A ladylike hamburger skirt suit? A hotdog dress with a boule cape for bread? A chocolate sundae bustier with a fishtail skirt and a cherry hat on top? For pre? “Sometimes I forget that maybe I might be a little twisted, because it’s all so natural,” Jeremy Scott laughed, talking about his Moschino resort and men’s collections on a video call from Los Angeles. “It’s enthusiastic, it’s genuine, it’s pure. It’s maybe a little bit naïve. It sounds stupid to say that about oneself, but if I think about it in terms of everyone else… Yeah! It’s a pre-collection and I have a motherfucking hotdog dress!”

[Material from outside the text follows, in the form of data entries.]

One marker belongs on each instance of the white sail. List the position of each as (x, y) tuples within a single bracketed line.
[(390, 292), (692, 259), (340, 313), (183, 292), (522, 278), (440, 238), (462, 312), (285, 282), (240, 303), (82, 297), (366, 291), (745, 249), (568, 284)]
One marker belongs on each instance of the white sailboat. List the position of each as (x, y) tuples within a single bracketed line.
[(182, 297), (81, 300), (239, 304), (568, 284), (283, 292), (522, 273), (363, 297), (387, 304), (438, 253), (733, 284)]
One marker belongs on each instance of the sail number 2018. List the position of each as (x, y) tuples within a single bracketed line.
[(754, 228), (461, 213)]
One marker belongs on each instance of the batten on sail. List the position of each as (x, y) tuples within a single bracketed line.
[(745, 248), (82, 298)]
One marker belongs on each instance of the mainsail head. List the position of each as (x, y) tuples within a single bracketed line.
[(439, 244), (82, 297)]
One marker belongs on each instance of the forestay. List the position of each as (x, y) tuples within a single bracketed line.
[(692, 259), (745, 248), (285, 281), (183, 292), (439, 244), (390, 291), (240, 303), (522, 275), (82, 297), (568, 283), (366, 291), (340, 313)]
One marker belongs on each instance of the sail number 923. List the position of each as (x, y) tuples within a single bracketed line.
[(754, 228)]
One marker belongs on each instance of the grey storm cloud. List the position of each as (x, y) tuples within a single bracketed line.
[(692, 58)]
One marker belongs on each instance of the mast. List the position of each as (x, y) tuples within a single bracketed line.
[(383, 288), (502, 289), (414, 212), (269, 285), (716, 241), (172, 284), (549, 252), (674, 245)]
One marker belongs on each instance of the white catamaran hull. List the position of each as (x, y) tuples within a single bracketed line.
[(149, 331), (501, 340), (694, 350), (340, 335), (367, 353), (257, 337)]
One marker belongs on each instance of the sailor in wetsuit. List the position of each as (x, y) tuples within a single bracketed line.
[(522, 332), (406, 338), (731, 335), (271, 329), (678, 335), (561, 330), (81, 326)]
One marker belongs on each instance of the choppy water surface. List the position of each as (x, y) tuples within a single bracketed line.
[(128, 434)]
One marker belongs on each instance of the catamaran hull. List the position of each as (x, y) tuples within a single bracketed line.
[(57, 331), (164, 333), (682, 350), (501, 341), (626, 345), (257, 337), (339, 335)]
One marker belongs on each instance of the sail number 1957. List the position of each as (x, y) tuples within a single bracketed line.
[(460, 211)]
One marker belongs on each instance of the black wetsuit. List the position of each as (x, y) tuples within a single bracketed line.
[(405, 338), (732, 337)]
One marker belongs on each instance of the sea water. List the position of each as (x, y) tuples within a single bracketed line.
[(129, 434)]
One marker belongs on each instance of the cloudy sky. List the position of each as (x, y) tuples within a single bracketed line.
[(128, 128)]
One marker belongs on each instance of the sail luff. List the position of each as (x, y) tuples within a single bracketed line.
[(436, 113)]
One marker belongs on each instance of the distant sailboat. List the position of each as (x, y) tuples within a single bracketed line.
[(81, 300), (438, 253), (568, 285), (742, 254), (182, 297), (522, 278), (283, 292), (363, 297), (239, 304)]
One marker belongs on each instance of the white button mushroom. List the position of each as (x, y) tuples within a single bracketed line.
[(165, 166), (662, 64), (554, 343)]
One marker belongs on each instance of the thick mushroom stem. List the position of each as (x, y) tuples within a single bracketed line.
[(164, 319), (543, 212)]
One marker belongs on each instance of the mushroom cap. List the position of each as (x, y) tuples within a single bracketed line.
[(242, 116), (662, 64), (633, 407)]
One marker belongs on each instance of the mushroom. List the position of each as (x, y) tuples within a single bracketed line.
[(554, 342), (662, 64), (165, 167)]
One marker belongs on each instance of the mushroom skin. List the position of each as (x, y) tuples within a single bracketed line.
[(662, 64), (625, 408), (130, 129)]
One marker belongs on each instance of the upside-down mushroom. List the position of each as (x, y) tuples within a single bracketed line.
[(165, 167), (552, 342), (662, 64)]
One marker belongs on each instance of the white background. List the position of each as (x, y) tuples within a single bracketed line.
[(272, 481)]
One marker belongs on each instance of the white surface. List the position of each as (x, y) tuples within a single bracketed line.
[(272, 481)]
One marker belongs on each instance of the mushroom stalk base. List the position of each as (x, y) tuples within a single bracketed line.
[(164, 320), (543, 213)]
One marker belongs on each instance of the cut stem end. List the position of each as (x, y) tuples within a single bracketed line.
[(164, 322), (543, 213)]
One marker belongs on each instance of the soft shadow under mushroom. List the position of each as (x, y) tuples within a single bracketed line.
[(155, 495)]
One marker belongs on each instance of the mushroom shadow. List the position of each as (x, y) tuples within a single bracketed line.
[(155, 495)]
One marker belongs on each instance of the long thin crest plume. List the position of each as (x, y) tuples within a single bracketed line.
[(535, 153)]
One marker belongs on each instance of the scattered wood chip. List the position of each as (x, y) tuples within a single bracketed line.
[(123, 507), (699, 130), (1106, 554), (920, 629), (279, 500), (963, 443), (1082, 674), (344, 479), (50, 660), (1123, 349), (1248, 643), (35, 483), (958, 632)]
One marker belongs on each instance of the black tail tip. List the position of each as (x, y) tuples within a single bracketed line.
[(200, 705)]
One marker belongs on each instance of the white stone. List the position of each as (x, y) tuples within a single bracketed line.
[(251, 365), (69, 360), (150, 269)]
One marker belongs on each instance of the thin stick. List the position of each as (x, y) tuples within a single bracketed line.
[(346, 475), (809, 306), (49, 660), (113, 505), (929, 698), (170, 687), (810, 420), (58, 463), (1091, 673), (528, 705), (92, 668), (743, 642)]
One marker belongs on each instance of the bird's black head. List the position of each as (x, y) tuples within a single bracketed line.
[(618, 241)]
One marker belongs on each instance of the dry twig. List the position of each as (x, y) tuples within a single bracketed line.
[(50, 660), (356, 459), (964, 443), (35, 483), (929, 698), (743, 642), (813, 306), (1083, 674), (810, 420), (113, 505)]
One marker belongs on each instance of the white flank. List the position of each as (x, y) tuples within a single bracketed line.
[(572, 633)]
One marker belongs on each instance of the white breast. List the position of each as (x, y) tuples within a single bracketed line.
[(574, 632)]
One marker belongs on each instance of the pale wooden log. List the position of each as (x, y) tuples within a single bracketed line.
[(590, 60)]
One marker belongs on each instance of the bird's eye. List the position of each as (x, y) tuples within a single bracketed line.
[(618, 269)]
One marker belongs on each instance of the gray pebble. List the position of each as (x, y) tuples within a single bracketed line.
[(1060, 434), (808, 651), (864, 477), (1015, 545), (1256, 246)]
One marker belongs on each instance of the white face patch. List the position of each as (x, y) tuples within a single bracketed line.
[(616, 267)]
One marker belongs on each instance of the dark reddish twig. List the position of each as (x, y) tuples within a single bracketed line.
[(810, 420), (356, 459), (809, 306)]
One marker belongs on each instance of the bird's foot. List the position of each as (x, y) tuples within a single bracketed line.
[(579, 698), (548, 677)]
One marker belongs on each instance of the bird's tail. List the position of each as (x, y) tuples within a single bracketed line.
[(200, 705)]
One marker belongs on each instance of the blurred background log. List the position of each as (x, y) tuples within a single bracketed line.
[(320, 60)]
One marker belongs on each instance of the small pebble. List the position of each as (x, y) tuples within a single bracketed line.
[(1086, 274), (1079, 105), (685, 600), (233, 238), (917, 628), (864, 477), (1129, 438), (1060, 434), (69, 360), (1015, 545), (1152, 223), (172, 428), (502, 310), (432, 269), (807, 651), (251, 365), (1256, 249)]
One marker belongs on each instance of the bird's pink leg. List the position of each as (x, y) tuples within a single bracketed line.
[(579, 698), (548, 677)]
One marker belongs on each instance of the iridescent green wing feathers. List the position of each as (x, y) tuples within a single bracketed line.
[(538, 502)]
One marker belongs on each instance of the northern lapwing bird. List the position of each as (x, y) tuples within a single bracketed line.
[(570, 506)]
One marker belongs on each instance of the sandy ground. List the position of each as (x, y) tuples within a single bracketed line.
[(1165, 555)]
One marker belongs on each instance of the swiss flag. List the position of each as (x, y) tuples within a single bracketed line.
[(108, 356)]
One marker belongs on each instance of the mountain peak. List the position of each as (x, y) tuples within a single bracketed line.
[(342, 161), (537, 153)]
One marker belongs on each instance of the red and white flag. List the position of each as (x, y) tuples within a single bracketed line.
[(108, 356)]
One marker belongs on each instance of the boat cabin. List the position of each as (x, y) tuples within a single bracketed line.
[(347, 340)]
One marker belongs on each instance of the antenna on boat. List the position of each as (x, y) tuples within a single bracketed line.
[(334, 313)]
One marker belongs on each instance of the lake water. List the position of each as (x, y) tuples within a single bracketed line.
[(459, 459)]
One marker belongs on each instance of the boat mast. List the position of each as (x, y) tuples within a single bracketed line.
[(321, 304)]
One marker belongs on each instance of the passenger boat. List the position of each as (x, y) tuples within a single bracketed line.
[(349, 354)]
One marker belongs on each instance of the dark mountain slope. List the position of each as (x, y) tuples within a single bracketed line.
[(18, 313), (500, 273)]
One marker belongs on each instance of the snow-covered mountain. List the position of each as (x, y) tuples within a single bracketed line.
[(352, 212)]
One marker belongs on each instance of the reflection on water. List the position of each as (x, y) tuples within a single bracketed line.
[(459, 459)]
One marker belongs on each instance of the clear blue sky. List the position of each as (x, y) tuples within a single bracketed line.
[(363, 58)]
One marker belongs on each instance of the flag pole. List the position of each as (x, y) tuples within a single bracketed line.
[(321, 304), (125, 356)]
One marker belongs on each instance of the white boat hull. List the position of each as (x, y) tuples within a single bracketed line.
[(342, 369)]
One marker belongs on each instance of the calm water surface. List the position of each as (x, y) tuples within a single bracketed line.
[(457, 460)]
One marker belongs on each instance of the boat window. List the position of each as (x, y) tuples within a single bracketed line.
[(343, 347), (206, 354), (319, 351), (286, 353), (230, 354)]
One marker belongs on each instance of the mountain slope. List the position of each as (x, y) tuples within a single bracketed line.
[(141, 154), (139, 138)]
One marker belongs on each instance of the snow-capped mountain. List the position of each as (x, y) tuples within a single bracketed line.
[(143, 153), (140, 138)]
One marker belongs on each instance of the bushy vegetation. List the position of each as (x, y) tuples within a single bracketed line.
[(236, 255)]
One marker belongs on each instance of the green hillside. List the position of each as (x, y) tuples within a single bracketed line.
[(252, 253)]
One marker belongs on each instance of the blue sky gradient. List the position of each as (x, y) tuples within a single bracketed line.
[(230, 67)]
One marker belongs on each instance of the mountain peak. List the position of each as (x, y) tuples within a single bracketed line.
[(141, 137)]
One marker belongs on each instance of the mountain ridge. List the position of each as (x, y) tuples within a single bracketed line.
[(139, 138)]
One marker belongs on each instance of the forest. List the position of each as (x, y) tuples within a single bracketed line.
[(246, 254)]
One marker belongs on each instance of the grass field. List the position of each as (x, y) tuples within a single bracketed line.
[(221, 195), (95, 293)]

The inspired films that Scott has created for Moschino during the lockdown period may have been escapist, but that sensibility has always underpinned his work. Through the crisis, Scott evaded direct references to mid- and post-pandemic dressing, drawing instead on the power of optimism to see him—and us—through. There was, however, an irony to the way he elevated symbols of mundanity in this collection, which felt so symptomatic of our moment in time, when the idea of dropping into a diner or going out for a hotdog—those mid-century postcards of American lifestyle—seemed positively exotic.
When Moschino returns to the runway this September in New York, the designer said, “it doesn’t mean I’ll leave directing behind. I’ll just not be directing what’s known as ‘fashion shows’ anymore, but maybe directing what are actual films.” Is Scott directing a movie? “That’s as far as I’ll go right now. But, I mean, how could I not after this year of creating what I’ve created?” Will it be musical? “I mean… come on, of course! They’re infectious. They make you want to get up and dance and sing along, and that’s why it’s such a perfect vehicle for me to show my resort collection. That’s the spirit I always want for people: to lose their inhibitions, kick up their heels, and have fun.”